De acordo com as estatísticas do governo brasileiro, em fevereiro deste ano, as exportações para a China aumentaram mais de 20%, e os principais itens, como soja e carne, não foram afetados. A meu ver, mesmo que a epidemia tenha impacto nos embarques para a China a curto prazo, não vai mudar a tendência da sofisticação contínua do consumo da população chinesa. Com o fim do surto, a demanda de consumo acumulada na China será liberada rapidamente, contrapondo-se aos efeitos negativos da epidemia. A China tem a maior e a mais crescente classe média do mundo, com um enorme potencial de consumo, e o comércio sino-brasileiro tem alta complementaridade. Do ponto de vista de médio e longo prazo, a demanda chinesa por produtos diferenciados do Brasil não vai diminuir, mas sim aumentar.
A China tem sido um importante destino para estudantes e empresários do mundo inteiro. Essa parte está comprometida?

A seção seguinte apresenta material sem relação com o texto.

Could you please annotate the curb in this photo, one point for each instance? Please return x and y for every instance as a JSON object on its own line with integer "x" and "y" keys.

A curto prazo, houve certas restrições à movimentação de pessoas entre a China e o mundo no intuito de impedir a propagação da epidemia. Mas os efeitos também são temporários. A China é o maior destino de estudos na Ásia, com mais de meio milhão de estudantes internacionais matriculados. Há mais de novecentas mil empresas estrangeiras na China, 2% do total das empresas cadastradas no país. No ano passado, em média, mais de 120 empresas estrangeiras investiram na China por dia. Desde o início da epidemia, grande número de estudantes e funcionários internacionais optaram por permanecer na China, ou até mesmo em Wuhan. Músicos brasileiros que vivem no país, por exemplo, fizeram uma canção bilíngue para torcer pelo povo chinês. Um estudante brasileiro que foi repatriado de Wuhan me escreveu para expressar o desejo de voltar lá o quanto antes para continuar seus estudos.

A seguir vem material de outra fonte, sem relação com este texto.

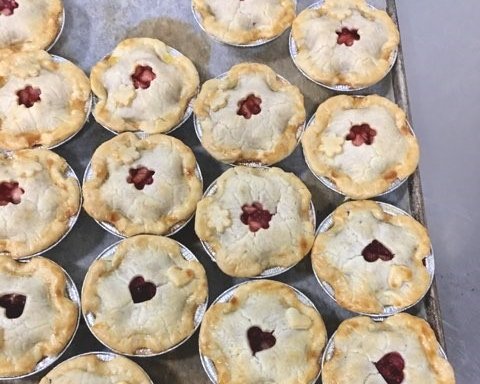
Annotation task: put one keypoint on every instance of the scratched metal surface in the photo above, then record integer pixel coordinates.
(90, 33)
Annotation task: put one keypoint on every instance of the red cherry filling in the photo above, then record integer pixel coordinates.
(7, 7)
(14, 305)
(260, 340)
(140, 177)
(376, 250)
(141, 290)
(143, 76)
(255, 216)
(10, 192)
(28, 96)
(361, 134)
(347, 36)
(391, 367)
(249, 106)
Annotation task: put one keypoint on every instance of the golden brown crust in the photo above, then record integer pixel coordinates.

O coronavírus vai atrapalhar as negociações entre EUA e China para o fim da guerra comercial?
A China opõe-se firmemente a uma guerra comercial e sempre se empenhou em encontrar solução para qualquer problema através do diálogo em pé de igualdade. A nossa determinação em manter esta posição é firme e não será perturbada pela epidemia. O acordo da primeira fase, alcançado pelas duas partes em janeiro deste ano, é benéfico para a China, os Estados Unidos e o mundo inteiro, e mostra mais uma vez que os dois países têm todas as condições de solucionar adequadamente as questões relevantes através de diálogos e consultas, com base na igualdade e no respeito mútuo. Para implementar o acordo, o governo chinês anunciou a redução pela metade das sete tarifas adicionais aplicadas sobre parte dos 75 bilhões de dólares em produtos importados dos Estados Unidos, e a medida entrou em vigor em 14 de fevereiro. O presidente Trump (Donald Trump, presidente dos EUA) também expressou várias vezes a sua disposição de trabalhar com a parte chinesa para colocar em prática o acordo e promover as relações bilaterais. Em uma conversa telefônica com o presidente Trump no mês passado, o presidente Xi Jinping expressou o desejo de que os dois lados se encontrem no meio do caminho, implementem o consenso alcançado pelos dois chefes de estado, persistam no tom geral de coordenação, cooperação e estabilidade e favoreçam o desenvolvimento das relações bilaterais nos trilhos corretos.